The light gray text used isn’t even close to readable, even for someone with strong vision.
There is a little irony to me in that surely Clade Code could help anyone fix these problems so quickly and easily. But either people don’t know they are even problems or don’t care and both of those options are a bummer.
The same-y design choices are such a hilarious tell though. I had it help with adding design to a Vue Template a while back, and honestly it looks pretty great I think! But it’s 100% that same exact design aesthetic happening here too.
The one-word-is-italic-in-the-header is hilariously common to me, along with the one-button-is-outline-one-is-solid, and the little-tiny all-caps header above headlines.

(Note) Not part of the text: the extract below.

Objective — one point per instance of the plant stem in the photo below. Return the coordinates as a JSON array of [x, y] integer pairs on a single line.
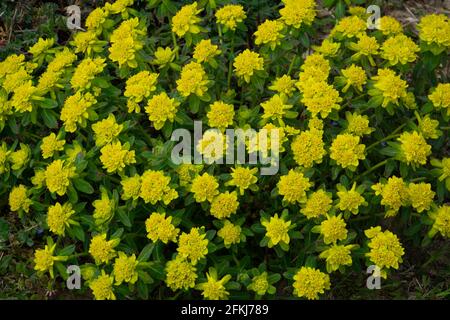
[[219, 29], [292, 65], [175, 45], [380, 164], [230, 64]]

BASK IN IT:
The one that gets me the most is how every “card” style element has a dang hover on it though. It’s just everywhere. And it can be a real problem. It means that sometimes it’s an <a> or <button> wrapping the entire contents of a card, meaning a title, copy, image, etc, which is just silly. Seriously, they need to read this.
Lemme leave you with some good articles.
Dave writes about approaching light/dark styles at a component level, with optional inversion, made quite simple really.
Roma writes about Responsive Cyclic Margins with some absolutely wacky clamp/max functions in order to get truncation of text happening at the end of text and before an icon. Just try to get that right, Claude.